20 - febrero - 2012 | 5:00 am

Nuestros semejantes

Fernando Ortega Pizarro

Destacado:

En su estupendo libro “Ética para Amador”, el filósofo español Fernando Savater señala que tener conciencia de nuestra humanidad consiste en darnos cuenta de que, pese a todas las muy reales diferencias entre los individuos, estamos también en cierto modo dentro de cada uno de nuestros semejantes 

Como político, Felipe Calderón Hinojosa tiende a simplificar la realidad, en donde sólo hay buenos y malos. Llevada esta visión al extremo, el mundo se reduce a dos: él y los demás.

Así, durante la campaña presidencial de 2006 consideró a Andrés Manuel López Obrador como “un peligro para México”, ubicándose él, naturalmente, en el lado positivo.

Como presidente dela Repúblicaidentificó un nuevo frente: los criminales. El país se dividió entre ellos y los pacíficos. Sin duda, hay narcotraficantes o jefes del crimen organizado despreciables, pero entre las miles de personas que reclutan simplemente hay gente desesperada, motivada por un deseo de mejorar su nivel de vida.

Con Calderón no hay comprensión para ninguno, eso estorba. En su estupendo libro “Ética para Amador”, el filósofo español Fernando Savater señala que tener conciencia de nuestra humanidad consiste en darnos cuenta de que, pese a todas las muy reales diferencias entre los individuos, estamos también en cierto modo dentro de cada uno de nuestros semejantes.

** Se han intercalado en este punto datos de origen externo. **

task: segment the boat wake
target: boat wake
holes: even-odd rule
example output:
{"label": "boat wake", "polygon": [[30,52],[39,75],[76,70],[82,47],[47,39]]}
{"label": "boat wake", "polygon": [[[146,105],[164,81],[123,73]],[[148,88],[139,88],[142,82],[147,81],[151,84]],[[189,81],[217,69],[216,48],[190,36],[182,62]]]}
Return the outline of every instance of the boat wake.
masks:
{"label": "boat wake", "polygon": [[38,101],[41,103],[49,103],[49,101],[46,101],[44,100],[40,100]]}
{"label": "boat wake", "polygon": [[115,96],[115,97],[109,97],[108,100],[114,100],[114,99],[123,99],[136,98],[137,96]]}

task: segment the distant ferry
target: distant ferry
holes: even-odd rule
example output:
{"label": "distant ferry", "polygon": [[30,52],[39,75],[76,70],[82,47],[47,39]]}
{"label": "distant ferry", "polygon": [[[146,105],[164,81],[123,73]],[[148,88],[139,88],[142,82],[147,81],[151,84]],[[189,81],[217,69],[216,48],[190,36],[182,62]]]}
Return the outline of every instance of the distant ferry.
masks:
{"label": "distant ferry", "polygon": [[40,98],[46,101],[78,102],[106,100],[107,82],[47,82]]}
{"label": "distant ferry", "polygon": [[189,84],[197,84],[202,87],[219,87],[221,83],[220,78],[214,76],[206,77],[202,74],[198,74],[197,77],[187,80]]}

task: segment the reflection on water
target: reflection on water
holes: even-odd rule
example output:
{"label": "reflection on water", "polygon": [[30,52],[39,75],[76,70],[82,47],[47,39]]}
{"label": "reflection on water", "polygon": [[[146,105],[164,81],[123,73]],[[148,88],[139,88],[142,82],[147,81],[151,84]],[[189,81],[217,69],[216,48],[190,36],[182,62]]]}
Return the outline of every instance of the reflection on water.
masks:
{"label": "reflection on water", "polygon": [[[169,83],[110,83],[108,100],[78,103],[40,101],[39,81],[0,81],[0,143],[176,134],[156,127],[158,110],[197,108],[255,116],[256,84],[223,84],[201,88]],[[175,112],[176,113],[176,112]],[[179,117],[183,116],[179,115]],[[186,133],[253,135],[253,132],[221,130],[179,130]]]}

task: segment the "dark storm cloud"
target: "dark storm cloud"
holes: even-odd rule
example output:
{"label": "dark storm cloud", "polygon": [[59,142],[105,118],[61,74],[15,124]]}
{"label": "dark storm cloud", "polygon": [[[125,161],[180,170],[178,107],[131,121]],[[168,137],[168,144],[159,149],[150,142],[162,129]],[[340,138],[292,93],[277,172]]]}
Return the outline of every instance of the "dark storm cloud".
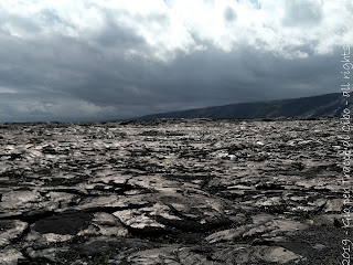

Cita a Marco Aurelio, que fue un emperador romano y filósofo, algo inusual en un gobernante: “Al levantarte hoy, piensa que a lo largo del día te encontrarás con algún mentiroso, con algún ladrón, con algún adúltero, con algún asesino. Y recuerda que has de tratarles como hombres, porque son tan humanos como tú y por lo tanto te resultan tan imprescindibles como la mandíbula inferior lo es para la superior”.

Aclara que Marco Aurelio no era un imbécil, porque sabía muy bien que hay gente que roba, que miente y que mata. Tampoco suponía que por aquello de llevarse bien con el prójimo hay que favorecer semejantes conductas. Pero tenía bastante claras dos cosas muy importantes:

La primera, que quien roba, miente, traiciona, viola, mata o abusa de cualquier modo de uno, no por ello deja de ser humano y, por eso mismo, “aún puede volver a transformarse de nuevo en lo más conveniente para nosotros, lo más imprescindible…”.

La segunda, que es muy importante el ejemplo que damos a nuestros congéneres sociales, pues es casi seguro que en la mayoría de los casos nos tratarán como se vean tratados.

Propone estudiar lo que hacen esos que llamamos “malos” (“criminales”, con Calderón) e incluso ponernos en su lugar, y para ello se apoya en la historia de Frankenstein: “En la novela de Mary W. Shelley en la que se basa la película, la criatura hecha de remiendos de cadáveres hace esta confesión a su ya arrepentido inventor: soy  malo porque soy desgraciado”.

Reflexiona el filósofo español: “Si se comportan de manera hostil y despiadada con sus semejantes es porque sienten miedo, o soledad, o porque padecen desgracias, y la mayor de ellas es verse tratados por la mayoría sin amor ni respeto, tal como ocurría a la pobre criatura del doctor Frankenstein, a la que sólo un ciego y una niña quisieron mostrar amistad”.

Y añade: “Si cuanto más feliz y alegre se siente alguien menos ganas tendrá de ser malo, ¿no será cosa prudente intentar fomentar todo lo posible la felicidad de los demás en lugar de hacerles desgraciados y por tanto propensos al mal? El que colabora en la desdicha ajena o no hace nada para ponerle remedio… se la está buscando. ¡Que no se queje de que haya tantos  malos sueltos!”